Hariettan (Mammootty) finally touches ground, and his passionate admirers back home have arranged for a massive, flamboyant reception. Flowers are showered on him as he gently walks by, past the long line of young women who have arrived on the scene, to ensure that the scene does not, by any chance fall short of glitz.
Hariettan murmurs amidst all the chaos that perhaps the welcome went a tad overboard, and we are quick to nod our heads in agreement. Sethu’s film like many of its predecessors, is one that is obsessed with the charisma of its leading star, that everything else, including the plot and the narrative are tossed into the Kuttanadan backwaters.
This is a tale of fixation; not just of the film maker, but of an entire village that looks upon the protagonist as the panacea to their troubles. The man, has a natural flair of spreading his charm around, and leaves almost everyone around fascinated; the new Sub Inspector (Shamna Kasim), for instance takes an instant liking towards him, and she is just one among the countless admirers who find their knee caps loosened when he strolls by.
Along comes Sreeja (Raai Laxmi), the woman with the perpetual umbrella grasp, who makes Hari’s usually nonchalant eyes pop out.
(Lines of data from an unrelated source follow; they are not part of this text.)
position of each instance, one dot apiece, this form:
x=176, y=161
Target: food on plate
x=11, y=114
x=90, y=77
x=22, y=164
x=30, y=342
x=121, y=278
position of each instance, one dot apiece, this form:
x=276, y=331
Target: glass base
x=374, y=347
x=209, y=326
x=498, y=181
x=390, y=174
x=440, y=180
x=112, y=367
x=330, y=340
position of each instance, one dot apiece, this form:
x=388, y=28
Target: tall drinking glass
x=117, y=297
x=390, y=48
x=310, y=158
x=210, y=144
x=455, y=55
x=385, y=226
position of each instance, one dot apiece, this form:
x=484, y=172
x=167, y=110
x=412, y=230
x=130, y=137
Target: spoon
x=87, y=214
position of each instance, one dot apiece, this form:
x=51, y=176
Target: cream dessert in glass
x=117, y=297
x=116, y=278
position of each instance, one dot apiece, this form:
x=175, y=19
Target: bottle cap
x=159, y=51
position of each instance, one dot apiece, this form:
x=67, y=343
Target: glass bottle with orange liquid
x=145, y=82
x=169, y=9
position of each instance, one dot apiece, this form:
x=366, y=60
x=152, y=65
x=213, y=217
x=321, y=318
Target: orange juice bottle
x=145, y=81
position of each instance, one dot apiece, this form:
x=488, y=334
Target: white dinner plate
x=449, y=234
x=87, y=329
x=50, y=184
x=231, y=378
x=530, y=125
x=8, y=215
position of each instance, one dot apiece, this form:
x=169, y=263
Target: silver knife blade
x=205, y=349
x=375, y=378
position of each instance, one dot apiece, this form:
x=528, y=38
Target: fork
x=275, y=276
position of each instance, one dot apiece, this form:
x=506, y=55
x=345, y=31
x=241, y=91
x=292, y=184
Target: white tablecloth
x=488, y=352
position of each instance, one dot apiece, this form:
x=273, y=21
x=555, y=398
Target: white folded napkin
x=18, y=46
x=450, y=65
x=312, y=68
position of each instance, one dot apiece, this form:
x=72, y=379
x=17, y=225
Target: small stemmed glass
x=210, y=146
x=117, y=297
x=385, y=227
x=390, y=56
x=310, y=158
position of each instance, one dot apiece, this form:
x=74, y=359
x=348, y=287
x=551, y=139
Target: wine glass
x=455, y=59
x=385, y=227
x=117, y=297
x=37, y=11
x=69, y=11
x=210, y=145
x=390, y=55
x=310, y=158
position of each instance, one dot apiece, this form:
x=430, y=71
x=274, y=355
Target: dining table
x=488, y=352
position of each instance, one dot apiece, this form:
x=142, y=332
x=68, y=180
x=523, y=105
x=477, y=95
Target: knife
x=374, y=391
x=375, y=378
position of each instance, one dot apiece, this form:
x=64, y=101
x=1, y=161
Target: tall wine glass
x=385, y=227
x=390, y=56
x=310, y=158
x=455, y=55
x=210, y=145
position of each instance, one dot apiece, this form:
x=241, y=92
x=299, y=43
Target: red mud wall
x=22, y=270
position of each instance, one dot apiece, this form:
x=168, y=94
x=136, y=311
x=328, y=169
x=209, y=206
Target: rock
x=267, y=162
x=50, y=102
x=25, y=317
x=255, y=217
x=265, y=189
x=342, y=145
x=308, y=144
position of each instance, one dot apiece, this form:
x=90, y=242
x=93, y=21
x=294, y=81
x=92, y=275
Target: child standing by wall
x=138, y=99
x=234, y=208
Flashback time and those customary shots at the school where a teenager used to be obsessed with a school mate, and memories come flooding back to Hari. His friends insist that he makes a fresh move, and Sreeja responds in all earnestness.
There are a few disastrously choreographed songs that budge into the plotline every now and then arrives the predictable moment of misunderstanding, when Hari would find himself all alone. The twist arrives when the man is accused of a crime that he did not commit, but he decides to fight and give it back in all possible ways that he can.
There is hardly anything redeeming about Mammootty’s performance in ‘Oru Kuttanadan Blog’ and at best, it looks like a feeble extension to the several similar roles that he has already done in his illustrious career. Shamna Kasim does spring a surprise though, in a role that has been ridiculously penned, which she efficiently covers up with a positive performance. There is Anu Sithara who also does a competent job, while Raai Laxmi just about manages to make do with whatever she has been offered.
Meanwhile, somewhere far away, in some far off country, a Malayali couple (Sunny Wayne and Ananya) mumble sweet nothings, nostalgia and more Hariettan mantras, as they browse through the Kuttanadan Blog. Hariettan wins the final battle, and you head back home. Nothing lost, and certainly nothing gained.